Un lavoro lungo un anno

"Prima di lavorare in questa ditta che è di famiglia facevo il restauratore - spiega all'AGI Cantone - ma la mia non è una scelta di ripiego. Io voglio portare in giro nel mondo il messaggio cristiano della Rinascita raccontato dalla natività, e anche una tradizione di cui sono orgoglioso e che ha radici forti nel tempo". "Il mio lavoro per questi allestimenti straordinari nelle dimensioni è lungo tutto l'anno e vi contribuiscono ingegneri amici, perché sviluppare i pesi e i movimenti delle statue per renderle resistenti e stabili anche a possibili raffiche di vento, dato che sono esposte all'aperto, richiede molte valutazioni e molti calcoli", racconta.
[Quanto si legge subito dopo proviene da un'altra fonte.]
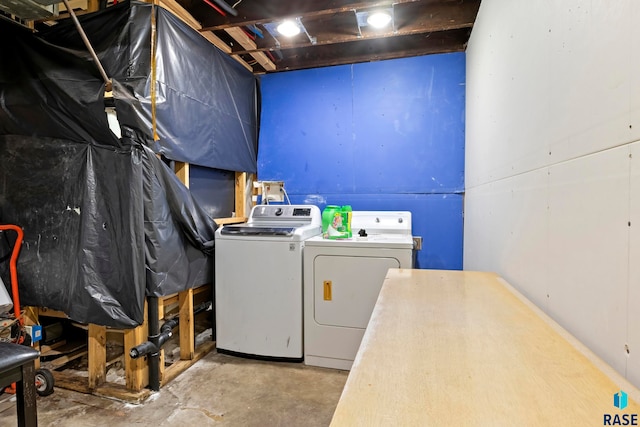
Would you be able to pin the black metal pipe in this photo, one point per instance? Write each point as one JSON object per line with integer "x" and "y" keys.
{"x": 157, "y": 339}
{"x": 87, "y": 43}
{"x": 154, "y": 335}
Certo, "la pandemia ha assestato una bella mazzata a noi artigiani del presepe, perché l'online non ha compensato le vendite di pastori, che sono legate a un luogo, San Gregorio Armeno, e a una circostanza, l'avvicinarsi di un periodo di speranza. Tuttavia stiamo già lavorando e guardando al Natale che verrà". Antonio Cantone non è nuovo ad allestimenti importanti. Suoi, prima di quello di piazza di Spagna, sono le Natività in piazza San Pietro nel 2013 e nel 2017. Questa commissionata dal gabinetto del sindaco Virginia Raggi è stata sviluppata come progetto già nel 2019, "ma la  richiesta è partita tardi e ho dovuto ripensare con tempi più celeri l'intero lavoro", rivela.

La capanna di 4 metri e la scenografia erano interamente smontabili, ma per le statue, una volta realizzate, non c'è che il trasporto dell'intero pezzo così com'è dal deposito di Villa Pignatelli Monteleone, una delle dimore del '700 lungo il Miglio d'Oro, alla capitale, a bordo di furgoni adeguati al peso e all'altezza della struttura. "Spero che anche questo presepe possa restituire un'idea di bellezza e di speranza al mondo", sospira l'artigiano.